Don’t let rich foods and special gatherings break your cycle of healthy living.

During this season of culinary excess, it can be challenging to stick with your healthy routine. There’s nothing wrong with a little indulgence as long as it’s kept from spiraling out of control.

Dr. Sean Hashmi, a Kaiser Permanente leader of Adult Weight Management in Southern California, says it’s important for people to remain mindful of their goals and past successes to keep them on track when temptations arise.

“Motivation is what gets you started. But habit is what keeps you going and ensures your success,” Hashmi says. “It’s just food. You want to take care of yourself by making sure to practice the other things that set you up for success.”

At family gatherings and parties, Hashmi says it helps if you have a few family members or friends there to help you resist those temptations.

“It can be hard to say no, especially when we’re facing large groups of loved ones and friends,” Hashmi says. “There is strength in numbers. That’s why it’s important to have somebody on the same team as you.”

SELF principle

Set yourself up for success with these simple tips:

 

SLEEP: Get at least seven hours and try to wake and go to bed at the same time every day.

 

EXERCISE: Get 30 minutes a day, preferably in the morning or midday to kick-start your metabolism.

 

LOVE: Have feelings of gratitude for everything you have, do and give.

 

FOOD: Make vegetables and lean protein the priority in your diet.

 

Source: Dr. Sean Hashmi

Hashmi promotes practicing gratitude and mindfulness, which help people remain focused on what’s important and resist temptation and the desire to overindulge.

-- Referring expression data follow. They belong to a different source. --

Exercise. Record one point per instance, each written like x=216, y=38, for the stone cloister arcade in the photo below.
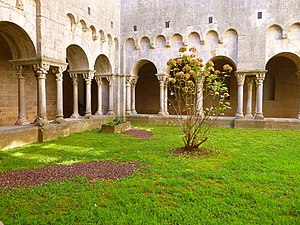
x=45, y=89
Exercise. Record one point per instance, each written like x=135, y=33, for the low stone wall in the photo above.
x=15, y=136
x=148, y=120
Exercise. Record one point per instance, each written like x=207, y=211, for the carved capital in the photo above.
x=58, y=71
x=88, y=76
x=110, y=80
x=20, y=74
x=41, y=70
x=20, y=4
x=200, y=80
x=162, y=78
x=240, y=78
x=99, y=80
x=133, y=80
x=260, y=77
x=74, y=76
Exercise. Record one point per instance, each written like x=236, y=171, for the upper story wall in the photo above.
x=188, y=16
x=53, y=25
x=93, y=25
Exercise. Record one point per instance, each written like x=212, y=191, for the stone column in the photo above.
x=133, y=85
x=249, y=82
x=99, y=84
x=59, y=95
x=74, y=77
x=166, y=97
x=111, y=95
x=199, y=90
x=298, y=75
x=88, y=76
x=161, y=79
x=259, y=95
x=128, y=96
x=41, y=71
x=240, y=78
x=21, y=96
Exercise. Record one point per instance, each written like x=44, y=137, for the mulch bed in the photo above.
x=92, y=170
x=195, y=152
x=138, y=133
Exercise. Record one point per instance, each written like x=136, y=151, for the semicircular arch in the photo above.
x=102, y=65
x=18, y=40
x=77, y=58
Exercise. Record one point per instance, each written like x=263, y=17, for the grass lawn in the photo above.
x=254, y=179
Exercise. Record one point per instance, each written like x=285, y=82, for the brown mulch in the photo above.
x=195, y=152
x=92, y=170
x=138, y=133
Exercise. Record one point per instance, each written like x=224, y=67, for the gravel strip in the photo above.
x=138, y=133
x=91, y=170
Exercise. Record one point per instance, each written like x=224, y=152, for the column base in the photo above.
x=22, y=121
x=60, y=120
x=75, y=115
x=41, y=122
x=111, y=113
x=161, y=113
x=259, y=116
x=239, y=116
x=88, y=116
x=249, y=116
x=99, y=113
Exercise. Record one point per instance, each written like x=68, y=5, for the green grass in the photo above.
x=253, y=180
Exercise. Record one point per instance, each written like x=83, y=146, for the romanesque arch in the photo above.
x=103, y=71
x=281, y=86
x=15, y=44
x=77, y=65
x=147, y=87
x=230, y=81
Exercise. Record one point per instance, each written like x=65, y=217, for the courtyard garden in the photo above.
x=243, y=177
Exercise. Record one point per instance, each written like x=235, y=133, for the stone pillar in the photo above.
x=59, y=95
x=111, y=95
x=199, y=90
x=128, y=96
x=21, y=96
x=161, y=79
x=88, y=76
x=249, y=82
x=133, y=85
x=99, y=84
x=240, y=78
x=74, y=77
x=41, y=71
x=166, y=97
x=298, y=75
x=259, y=95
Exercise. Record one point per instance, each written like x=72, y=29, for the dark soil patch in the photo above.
x=201, y=152
x=138, y=133
x=92, y=170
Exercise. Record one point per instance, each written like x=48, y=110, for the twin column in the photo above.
x=130, y=94
x=163, y=93
x=88, y=76
x=249, y=77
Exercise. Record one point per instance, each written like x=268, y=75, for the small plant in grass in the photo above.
x=191, y=82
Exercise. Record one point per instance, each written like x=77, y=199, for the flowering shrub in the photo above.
x=191, y=81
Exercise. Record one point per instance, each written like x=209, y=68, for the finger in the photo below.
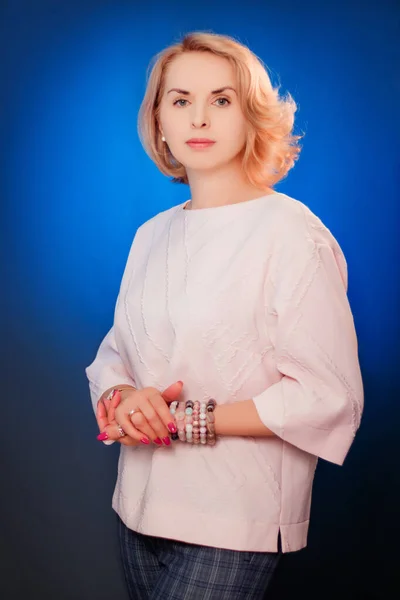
x=160, y=414
x=173, y=391
x=113, y=405
x=126, y=424
x=101, y=416
x=102, y=422
x=128, y=441
x=139, y=421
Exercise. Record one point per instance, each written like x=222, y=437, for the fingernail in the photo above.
x=172, y=427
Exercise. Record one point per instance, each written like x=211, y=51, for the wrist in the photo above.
x=194, y=421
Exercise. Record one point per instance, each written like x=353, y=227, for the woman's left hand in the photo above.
x=105, y=416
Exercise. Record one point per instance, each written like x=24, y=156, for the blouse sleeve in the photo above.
x=107, y=369
x=318, y=402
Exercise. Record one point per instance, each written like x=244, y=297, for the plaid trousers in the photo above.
x=158, y=568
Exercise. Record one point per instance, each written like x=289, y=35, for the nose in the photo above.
x=200, y=118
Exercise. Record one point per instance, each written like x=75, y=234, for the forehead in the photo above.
x=199, y=71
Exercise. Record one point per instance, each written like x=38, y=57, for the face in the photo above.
x=202, y=111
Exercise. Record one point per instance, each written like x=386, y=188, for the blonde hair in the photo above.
x=271, y=148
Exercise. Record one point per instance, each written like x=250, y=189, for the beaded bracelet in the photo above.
x=195, y=421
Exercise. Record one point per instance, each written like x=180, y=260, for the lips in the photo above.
x=200, y=143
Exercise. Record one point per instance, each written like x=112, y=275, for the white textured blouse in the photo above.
x=240, y=301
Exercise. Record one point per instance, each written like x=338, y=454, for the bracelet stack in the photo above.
x=195, y=421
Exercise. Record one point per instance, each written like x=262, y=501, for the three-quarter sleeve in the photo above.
x=318, y=402
x=107, y=369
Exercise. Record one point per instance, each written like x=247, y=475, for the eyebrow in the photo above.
x=186, y=93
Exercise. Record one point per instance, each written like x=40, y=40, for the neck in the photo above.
x=220, y=188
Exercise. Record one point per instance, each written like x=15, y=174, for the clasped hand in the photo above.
x=151, y=421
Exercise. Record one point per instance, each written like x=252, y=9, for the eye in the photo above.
x=228, y=101
x=217, y=100
x=180, y=100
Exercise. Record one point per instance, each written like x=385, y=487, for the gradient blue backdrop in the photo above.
x=76, y=184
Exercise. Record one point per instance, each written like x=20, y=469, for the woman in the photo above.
x=232, y=364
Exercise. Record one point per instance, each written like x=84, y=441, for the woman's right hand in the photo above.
x=152, y=421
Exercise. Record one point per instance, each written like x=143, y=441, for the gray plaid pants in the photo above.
x=163, y=569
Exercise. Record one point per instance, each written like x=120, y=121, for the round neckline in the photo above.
x=251, y=202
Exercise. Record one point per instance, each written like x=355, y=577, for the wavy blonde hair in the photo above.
x=271, y=149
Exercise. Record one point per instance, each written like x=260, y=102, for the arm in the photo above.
x=107, y=370
x=240, y=418
x=318, y=402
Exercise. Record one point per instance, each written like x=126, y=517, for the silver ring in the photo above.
x=120, y=430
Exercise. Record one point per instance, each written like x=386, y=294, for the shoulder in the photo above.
x=293, y=220
x=157, y=220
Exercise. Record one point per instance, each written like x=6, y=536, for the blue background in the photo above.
x=75, y=185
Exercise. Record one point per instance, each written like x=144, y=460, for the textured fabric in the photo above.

“Part of overeating is not being mindful,” he says, adding that incorporating meditation and mindfulness will make you more aware of your environments and “those moments when you are weak.”

One practical application he suggests is loading half your plate with salad and eating it first to cut back on the things that aren’t so healthy. He also cautions against being too hard on yourself for overeating or occasionally eating the wrong things.

“If you eat unhealthy food, you don’t have to beat yourself up about it,” Hashmi says. “Most of the diseases in life don’t occur because you had one big, bad family meal. They occur because of years of unhealthy behavior. When people beat themselves up over one mistake it jeopardizes their success.

“Don’t get caught up in the blame game. Negative talk is very self-destructive. It’s the holiday season. Part of healthy living is happiness and joy,” he says.

Large social settings lead to distractions, which can result in overeating or drinking. Holiday foods often combine sweets, salt and fat in a way that approaches what nutrition scientists call “the bliss point,” making them addictive and easy to consume, especially when you’re engrossed in great conversation.

“It’s amazing how we’re able to do things that normally the brain would signal us not to do,” Hashmi says. “The trick is to be in the moment. Don’t try to multitask. When you multitask it’s easy to forget where the focus should be.”

For the big holiday meals, Hashmi suggests taking the family on a group walk before the meal to help everyone be mindful and create stronger bonds between those in the group.

Holiday exercise tips

Everyday items and simple actions can help you stay fit regardless of the weather or your location. Use some of Dr. Sean Hashmi’s tips to keep active during the holidays:

 

Chair squats: The action of sitting in a chair replicates a portion of the squat exercise. Go from standing to sitting in a chair. Slowly lower yourself in the chair to impact the muscles in the thighs and core.

 

Wall pushups: Slow, gentle pushup motions against a wall, or counter if you need more resistance, help develop the upper body.

 

Calf raises: Waiting in line for a Black Friday deal or for the microwave to warm up lunch? Do calf raises to proactively pass the time.

 

Walking: Try to get in 10,000 steps a day, roughly five miles.  Park farther away from entrances and take the stairs when  you can. The simple act of regular walking helps maintain  a healthy weight and manage chronic conditions like heart  disease, high blood pressure and Type 2 diabetes.

 

Interval training: During your walks, alternate between a  regular and quicker pace to increase the calories you burn.